The rejuvenation of the Merrylands CBD is a step closer to reality.
A Cumberland Council proposal aims to amend planning controls in the Merrylands Station and McFarlane Street precinct to increase building heights and floor space ratios.
The proposal also includes the extension of Main Lane, McFarlane Street road widening and the expansion of the new proposed city square through to Merrylands Road.
“The objective is to provide greater flexibility in which to deliver the current floor space potential for developable sites within the city centre,” the proposal states.
“Design excellence provisions are also introduced to encourage new developments to contribute to the urban and public domain character.”
A facilitator ran a public hearing last week.
“Seven community members attended the meeting and discussed the impact of the uplift on property owners outside of the area subject to the proposal, overdevelopment of the Merrylands centre and the notification process undertaken by council,” interim general manager Malcolm Ryan said.
“The facilitator will prepare a report of the meeting which will accompany a post exhibition report for the proposal to the Cumberland Independent Hearing Assessment Panel (CIHAP). Once a recommendation is received from CIHAP, a council report will be prepared for the administrator.”
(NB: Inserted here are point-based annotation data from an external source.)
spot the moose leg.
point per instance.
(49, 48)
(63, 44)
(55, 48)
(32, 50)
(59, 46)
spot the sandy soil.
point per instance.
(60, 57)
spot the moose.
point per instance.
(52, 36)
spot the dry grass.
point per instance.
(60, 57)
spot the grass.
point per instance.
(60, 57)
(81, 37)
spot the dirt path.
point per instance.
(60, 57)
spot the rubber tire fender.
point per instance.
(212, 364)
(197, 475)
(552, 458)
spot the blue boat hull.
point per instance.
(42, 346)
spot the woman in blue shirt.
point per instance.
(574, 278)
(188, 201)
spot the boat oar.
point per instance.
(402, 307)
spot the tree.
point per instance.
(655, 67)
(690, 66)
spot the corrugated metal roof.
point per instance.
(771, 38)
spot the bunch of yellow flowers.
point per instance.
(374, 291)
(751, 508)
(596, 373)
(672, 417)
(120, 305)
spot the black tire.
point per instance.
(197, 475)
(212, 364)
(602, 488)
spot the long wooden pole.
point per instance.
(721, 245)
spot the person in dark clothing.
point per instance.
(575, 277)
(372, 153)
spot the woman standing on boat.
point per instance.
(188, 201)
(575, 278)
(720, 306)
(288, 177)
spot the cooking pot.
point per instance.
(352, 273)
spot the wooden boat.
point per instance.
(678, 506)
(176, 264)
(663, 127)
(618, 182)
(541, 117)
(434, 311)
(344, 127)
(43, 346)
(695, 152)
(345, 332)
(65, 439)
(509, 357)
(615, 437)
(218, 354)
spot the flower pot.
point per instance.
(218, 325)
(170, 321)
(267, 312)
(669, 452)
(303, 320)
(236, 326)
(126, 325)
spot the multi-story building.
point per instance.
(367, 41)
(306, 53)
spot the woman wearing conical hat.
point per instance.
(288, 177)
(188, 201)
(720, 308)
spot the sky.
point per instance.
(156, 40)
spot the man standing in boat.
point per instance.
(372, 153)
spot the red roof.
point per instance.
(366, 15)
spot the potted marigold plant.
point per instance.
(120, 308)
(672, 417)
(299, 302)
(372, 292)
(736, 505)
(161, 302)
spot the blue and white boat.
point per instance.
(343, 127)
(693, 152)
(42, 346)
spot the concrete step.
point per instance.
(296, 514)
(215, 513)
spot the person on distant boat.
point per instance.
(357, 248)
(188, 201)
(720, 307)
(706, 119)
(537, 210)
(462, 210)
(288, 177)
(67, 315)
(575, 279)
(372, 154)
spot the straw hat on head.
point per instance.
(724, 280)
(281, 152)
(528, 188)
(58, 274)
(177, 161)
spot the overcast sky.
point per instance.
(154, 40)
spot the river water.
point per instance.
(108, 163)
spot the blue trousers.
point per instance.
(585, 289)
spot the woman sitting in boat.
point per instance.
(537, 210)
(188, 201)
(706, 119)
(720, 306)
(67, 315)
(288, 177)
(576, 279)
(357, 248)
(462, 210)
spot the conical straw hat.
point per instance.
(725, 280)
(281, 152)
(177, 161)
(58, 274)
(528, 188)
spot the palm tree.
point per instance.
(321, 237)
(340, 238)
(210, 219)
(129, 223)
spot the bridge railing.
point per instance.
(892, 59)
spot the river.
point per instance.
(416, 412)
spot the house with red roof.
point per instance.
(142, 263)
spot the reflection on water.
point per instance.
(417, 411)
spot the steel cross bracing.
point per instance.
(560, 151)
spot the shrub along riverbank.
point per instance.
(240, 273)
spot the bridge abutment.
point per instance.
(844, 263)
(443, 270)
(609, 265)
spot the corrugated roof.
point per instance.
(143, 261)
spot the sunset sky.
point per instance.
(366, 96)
Resident Gillian Kirby said the public hearing served no community purpose.
“A holistic, not a piecemeal plan, is needed for our centre that looks at infrastructure, overshadowing, privacy - and the dwelling, resident and vehicle numbers – and simultaneously assesses eg the impact of the adjacent Neil Street Precinct planning proposal - as well as the rest of the development on the southern side of Merrylands Road, including the RSL tower development,” she said,
Development in this area is not the issue – but it’s the type and extent of development.Resident Gillian Kirby
“The concern is that this proposal, along with the others, will encourage overdevelopment, overcrowding, untenable congestion and saturation for our small centre.”